Model architecture. The model consists of a long short-term memory network with w cells. Each cell accepts a one-hot vector of size 16, represented in the figure by x_i, and outputs a cell state c_i and a hidden state h_i. The final cell is connected to a fully connected layer, which generates a single class output. FC: fully connected layer; LSTM: long short-term memory.

Finally, to characterize model performance, we report four metrics: macroaveraged recall, macroaveraged precision, weighted-average recall, and weighted-average precision. As our data set exhibits class imbalance with cases outnumbering controls, these metrics provide the most accurate representation of model performance. Macroaveraged statistics compute the arithmetic mean of performance on each class, whereas weighted-average statistics compute the weighted mean. We performed all parameter experiments on our validation set and evaluated our final best-performing models on the held-out test set.

Ethics Approval

This study was approved by the Stanford Institutional Review Board (eProtocol number: 39562).

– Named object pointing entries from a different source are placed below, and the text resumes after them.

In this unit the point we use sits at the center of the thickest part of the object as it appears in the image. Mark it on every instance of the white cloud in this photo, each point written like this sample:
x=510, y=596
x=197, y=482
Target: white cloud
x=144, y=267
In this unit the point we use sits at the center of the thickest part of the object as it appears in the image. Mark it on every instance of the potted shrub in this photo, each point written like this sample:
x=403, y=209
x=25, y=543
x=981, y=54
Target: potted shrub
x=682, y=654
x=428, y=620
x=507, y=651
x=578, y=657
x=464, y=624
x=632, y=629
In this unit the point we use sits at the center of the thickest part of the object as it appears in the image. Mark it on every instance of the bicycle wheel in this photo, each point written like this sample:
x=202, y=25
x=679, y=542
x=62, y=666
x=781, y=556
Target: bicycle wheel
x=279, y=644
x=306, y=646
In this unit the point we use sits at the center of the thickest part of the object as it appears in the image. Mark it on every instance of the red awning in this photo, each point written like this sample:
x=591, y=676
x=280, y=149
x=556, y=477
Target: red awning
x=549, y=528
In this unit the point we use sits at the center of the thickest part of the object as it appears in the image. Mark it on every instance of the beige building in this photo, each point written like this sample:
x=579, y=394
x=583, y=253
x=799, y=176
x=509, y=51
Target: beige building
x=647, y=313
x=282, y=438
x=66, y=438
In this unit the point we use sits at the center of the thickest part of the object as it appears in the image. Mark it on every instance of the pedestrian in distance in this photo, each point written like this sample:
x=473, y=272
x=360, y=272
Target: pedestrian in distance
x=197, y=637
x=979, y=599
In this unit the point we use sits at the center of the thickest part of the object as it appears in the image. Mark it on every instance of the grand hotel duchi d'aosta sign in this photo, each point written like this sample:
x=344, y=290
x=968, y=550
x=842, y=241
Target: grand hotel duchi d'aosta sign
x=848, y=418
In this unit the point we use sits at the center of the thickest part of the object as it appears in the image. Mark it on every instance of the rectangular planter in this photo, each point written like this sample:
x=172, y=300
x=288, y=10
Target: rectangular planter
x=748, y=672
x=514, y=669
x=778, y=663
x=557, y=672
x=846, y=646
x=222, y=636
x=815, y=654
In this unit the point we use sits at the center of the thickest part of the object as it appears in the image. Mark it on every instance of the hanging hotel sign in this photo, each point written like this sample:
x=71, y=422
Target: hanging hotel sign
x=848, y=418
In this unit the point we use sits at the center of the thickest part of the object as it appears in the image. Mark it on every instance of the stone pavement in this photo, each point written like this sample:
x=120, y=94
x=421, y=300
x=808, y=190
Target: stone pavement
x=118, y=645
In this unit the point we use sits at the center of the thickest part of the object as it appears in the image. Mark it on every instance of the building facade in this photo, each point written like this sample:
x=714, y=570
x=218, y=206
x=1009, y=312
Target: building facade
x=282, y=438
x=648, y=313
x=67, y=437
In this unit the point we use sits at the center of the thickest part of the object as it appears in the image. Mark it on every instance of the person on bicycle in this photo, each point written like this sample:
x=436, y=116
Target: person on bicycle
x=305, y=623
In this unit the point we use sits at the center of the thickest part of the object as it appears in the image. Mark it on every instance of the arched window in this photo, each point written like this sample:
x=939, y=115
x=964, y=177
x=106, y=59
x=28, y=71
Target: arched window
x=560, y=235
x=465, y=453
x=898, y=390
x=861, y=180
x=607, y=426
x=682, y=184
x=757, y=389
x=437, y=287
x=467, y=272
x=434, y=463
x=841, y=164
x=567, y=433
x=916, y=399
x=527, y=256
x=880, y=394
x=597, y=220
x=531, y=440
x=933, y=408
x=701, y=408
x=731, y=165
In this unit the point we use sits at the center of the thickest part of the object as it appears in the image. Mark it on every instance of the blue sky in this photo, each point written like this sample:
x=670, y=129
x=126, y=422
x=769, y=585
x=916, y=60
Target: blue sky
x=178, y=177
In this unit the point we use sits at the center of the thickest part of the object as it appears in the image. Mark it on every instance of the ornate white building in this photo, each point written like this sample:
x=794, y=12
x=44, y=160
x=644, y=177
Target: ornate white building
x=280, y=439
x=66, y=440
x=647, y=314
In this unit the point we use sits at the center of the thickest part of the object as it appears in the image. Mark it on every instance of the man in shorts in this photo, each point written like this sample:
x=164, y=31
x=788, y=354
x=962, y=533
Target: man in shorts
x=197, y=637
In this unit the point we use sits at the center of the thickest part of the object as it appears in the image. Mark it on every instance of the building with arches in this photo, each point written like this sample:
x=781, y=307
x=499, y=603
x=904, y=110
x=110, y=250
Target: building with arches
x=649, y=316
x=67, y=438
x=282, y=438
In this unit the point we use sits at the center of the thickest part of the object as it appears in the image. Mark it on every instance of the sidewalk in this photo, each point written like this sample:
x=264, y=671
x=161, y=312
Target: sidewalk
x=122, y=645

Results Gaze Fixation Patterns Differ Between ASD and NT

We first analyzed gaze fixation patterns to determine if regions of focus differ between children with ASD and NT children during a single 90-second game. Coarse gaze annotations, which were obtained using the automated labeling procedure described in the Methods section, were grouped into 16 AOIs, and the percentage of time that the child fixated on each region was computed. Figure 7 shows the mean percentage of time that the ASD and NT cohorts fixated on each AOI during a game. As shown by the heat maps, children mostly fixated on the 4 central locations BB, BC, CB, and CC, which are located closest to the camera of the mobile phone. The distributions show that several differences exist between the 2 populations; children with ASD were most likely to fixate on locations BB and CB, whereas NT children spent much of the 90-second game focusing on locations BB and BC. We conducted a 2-sided permutation test at each AOI with 100,000 permutations of the data, setting a Bonferroni-corrected significance threshold of 0.0031 to account for the 16 hypothesis tests. A significant difference in fixation distributions between the 2 cohorts was observed at location BC (P<.001).

Figure 7

Gaze fixation results. The heat maps located at the upper left and lower left show the mean percentage of time that an individual fixated his or her gaze on each area of interest (AOI). The bar charts and the box and whisker plots show the distribution of fixation times across all videos. ASD: autism spectrum disorder; NT: neurotypical.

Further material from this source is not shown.